Lorsqu’il eut fini, il ferma lentement le papier dans ses plis, et reprit son attitude pensive.

«Eh bien? demanda Mme Danglars avec une anxiété facile à comprendre.

– Eh bien, madame? répéta machinalement Debray.

– Quelle idée vous inspire cette lettre?

– C’est bien simple, madame; elle m’inspire l’idée que M. Danglars est parti avec des soupçons.

– Sans doute; mais est-ce tout ce que vous avez à me dire?

– Je ne comprends pas, dit Debray avec un froid glacial.

– Il est parti! parti tout à fait! parti pour ne plus revenir.

– Oh! fit Debray, ne croyez pas cela, baronne.

– Non, vous dis-je, il ne reviendra pas; je le connais, c’est un homme inébranlable dans toutes les résolutions qui émanent de son intérêt.

«S’il m’eût jugée utile à quelque chose, il m’eût emmenée. Il me laisse à Paris, c’est que notre séparation peut servir ses projets: elle est donc irrévocable et je suis libre à jamais», ajouta Mme Danglars avec la même expression de prière.

Mais Debray, au lieu de répondre, la laissa dans cette anxieuse interrogation du regard et de la pensée.

«Quoi! dit-elle enfin, vous ne me répondez pas, monsieur?

– Mais je n’ai qu’une question à vous faire: que comptez-vous devenir?

– J’allais vous le demander, répondit la baronne le cœur palpitant.

– Ah! fit Debray, c’est donc un conseil que vous me demandez?

– Oui, c’est un conseil que je vous demande, dit la baronne le cœur serré.

– Alors, si c’est un conseil que vous me demandez, répondit froidement le jeune homme, je vous conseille de voyager.

– De voyager! murmura madame Danglars.

– Certainement.
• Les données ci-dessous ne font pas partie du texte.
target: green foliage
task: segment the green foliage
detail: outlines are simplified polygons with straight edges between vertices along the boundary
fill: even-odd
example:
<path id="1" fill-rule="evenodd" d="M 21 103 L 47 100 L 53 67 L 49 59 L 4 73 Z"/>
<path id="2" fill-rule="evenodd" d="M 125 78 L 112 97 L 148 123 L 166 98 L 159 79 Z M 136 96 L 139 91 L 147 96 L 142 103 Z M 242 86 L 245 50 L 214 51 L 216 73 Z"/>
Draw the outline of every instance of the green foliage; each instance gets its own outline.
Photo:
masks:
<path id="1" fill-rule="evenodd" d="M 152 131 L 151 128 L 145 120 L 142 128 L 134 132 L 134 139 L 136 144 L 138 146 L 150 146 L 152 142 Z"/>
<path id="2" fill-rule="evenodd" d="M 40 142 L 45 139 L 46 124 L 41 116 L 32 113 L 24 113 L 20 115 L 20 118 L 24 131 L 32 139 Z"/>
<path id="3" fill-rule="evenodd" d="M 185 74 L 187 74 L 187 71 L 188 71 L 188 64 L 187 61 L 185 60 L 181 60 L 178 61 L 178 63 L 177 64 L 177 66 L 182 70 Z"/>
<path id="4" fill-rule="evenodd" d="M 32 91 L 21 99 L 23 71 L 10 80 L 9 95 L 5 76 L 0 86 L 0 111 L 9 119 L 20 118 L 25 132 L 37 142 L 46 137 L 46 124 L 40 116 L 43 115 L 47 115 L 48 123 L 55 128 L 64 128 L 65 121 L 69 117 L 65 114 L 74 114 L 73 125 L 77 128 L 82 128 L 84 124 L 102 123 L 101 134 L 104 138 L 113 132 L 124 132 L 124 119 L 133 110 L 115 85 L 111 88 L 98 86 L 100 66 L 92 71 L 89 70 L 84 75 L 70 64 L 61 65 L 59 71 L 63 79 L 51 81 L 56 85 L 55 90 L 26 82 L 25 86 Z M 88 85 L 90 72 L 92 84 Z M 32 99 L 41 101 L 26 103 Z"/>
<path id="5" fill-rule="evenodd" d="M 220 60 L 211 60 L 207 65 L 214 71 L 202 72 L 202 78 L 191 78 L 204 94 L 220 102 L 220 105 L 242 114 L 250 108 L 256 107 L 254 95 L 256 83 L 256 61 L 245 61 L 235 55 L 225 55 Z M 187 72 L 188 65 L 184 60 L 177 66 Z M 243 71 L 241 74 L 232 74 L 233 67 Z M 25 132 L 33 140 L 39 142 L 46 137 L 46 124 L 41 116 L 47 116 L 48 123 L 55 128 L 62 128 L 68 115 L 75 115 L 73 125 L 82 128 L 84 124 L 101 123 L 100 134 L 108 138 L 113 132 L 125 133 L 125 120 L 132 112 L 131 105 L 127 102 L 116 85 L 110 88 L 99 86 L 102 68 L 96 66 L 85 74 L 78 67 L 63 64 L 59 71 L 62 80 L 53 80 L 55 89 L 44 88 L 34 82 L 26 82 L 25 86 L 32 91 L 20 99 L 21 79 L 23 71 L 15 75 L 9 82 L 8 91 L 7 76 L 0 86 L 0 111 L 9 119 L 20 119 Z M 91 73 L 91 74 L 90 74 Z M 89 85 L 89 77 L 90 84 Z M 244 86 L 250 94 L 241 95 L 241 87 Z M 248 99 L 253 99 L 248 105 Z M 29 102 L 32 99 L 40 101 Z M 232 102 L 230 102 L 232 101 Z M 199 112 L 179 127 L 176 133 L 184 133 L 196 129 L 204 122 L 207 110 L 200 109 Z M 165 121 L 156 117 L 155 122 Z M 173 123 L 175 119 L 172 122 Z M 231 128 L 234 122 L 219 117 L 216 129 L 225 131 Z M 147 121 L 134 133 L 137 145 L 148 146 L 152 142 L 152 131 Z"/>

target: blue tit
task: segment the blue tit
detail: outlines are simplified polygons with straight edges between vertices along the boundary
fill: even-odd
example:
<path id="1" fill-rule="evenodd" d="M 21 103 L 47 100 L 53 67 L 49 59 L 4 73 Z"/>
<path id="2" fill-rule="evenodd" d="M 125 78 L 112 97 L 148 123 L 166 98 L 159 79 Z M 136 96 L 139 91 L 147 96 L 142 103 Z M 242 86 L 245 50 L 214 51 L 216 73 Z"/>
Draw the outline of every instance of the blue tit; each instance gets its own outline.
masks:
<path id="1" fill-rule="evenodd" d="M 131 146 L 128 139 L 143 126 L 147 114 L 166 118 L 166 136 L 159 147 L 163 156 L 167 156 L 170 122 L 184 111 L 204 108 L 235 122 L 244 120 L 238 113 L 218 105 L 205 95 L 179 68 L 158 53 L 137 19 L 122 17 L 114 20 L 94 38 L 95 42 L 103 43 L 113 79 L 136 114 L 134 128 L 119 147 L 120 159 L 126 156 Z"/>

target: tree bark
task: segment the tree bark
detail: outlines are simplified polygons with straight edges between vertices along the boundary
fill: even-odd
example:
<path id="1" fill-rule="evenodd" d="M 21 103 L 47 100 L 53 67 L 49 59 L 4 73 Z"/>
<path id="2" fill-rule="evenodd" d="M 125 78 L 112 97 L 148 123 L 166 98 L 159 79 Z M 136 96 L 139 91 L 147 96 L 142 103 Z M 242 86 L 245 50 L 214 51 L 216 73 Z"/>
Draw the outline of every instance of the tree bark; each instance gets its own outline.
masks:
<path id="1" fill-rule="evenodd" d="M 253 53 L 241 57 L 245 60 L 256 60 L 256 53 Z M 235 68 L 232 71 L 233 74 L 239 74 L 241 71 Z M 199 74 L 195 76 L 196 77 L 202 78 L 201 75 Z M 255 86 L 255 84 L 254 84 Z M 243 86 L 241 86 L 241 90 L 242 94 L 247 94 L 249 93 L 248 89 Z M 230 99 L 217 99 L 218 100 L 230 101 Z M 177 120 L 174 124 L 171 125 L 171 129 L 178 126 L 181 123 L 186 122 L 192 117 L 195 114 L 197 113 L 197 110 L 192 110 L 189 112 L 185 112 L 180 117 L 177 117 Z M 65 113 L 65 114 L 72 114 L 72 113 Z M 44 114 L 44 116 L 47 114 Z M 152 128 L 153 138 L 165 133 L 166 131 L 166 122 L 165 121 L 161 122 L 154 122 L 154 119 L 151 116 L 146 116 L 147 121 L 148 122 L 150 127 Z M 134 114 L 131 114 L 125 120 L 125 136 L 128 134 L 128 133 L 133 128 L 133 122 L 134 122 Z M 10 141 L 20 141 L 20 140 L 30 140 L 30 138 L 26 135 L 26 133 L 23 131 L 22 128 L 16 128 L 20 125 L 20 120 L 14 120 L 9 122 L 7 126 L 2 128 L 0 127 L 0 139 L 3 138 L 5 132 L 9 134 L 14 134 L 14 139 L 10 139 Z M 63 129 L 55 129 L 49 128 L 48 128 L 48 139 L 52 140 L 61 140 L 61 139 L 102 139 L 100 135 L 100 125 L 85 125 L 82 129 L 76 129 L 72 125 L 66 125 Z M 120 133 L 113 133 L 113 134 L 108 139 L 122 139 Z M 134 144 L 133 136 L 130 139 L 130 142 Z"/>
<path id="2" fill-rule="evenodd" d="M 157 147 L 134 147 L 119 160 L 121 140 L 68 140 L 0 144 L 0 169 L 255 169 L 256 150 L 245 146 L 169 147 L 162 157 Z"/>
Comme l’a dit M. Danglars, vous êtes riche et parfaitement libre. Une absence de Paris sera nécessaire absolument, à ce que je crois du moins, après le double éclat du mariage rompu de Mlle Eugénie et de la disparition de M. Danglars.

«Il importe seulement que tout le monde vous sache abandonnée et vous croie pauvre; car on ne pardonnerait pas à la femme du banqueroutier son opulence et son grand état de maison.

«Pour le premier cas, il suffit que vous restiez seulement quinze jours à Paris, répétant à tout le monde que vous êtes abandonnée et racontant à vos meilleures amies, qui iront le répéter dans le monde, comment cet abandon a eu lieu. Puis vous quitterez votre hôtel, vous y laisserez vos bijoux, vous abandonnez votre douaire, et chacun vantera votre désintéressement et chantera vos louanges.

«Alors on vous saura abandonnée, et l’on vous croira pauvre; car moi seul connais votre situation financière et suis prêt à vous rendre mes comptes en loyal associé.»

La baronne, pâle, atterrée, avait écouté ce discours avec autant d’épouvante et de désespoir que Debray avait mis de calme et d’indifférence à le prononcer.

«Abandonnée! répéta-t-elle, oh! bien abandonnée… Oui, vous avez raison, monsieur, et personne ne doutera de mon abandon.»

Ce furent les seules paroles que cette femme, si fière et si violemment éprise, put répondre à Debray.

«Mais riche, très riche même», poursuivit Debray en tirant de son portefeuille et en étalant sur la table quelques papiers qu’il renfermait.

Mme Danglars le laissa faire, tout occupée d’étouffer les battements de son cœur et de retenir les larmes qu’elle sentait poindre au bord de ses paupières. Mais enfin le sentiment de la dignité l’emporta chez la baronne; et si elle ne réussit point à comprimer son cœur, elle parvint du moins à ne pas verser une larme.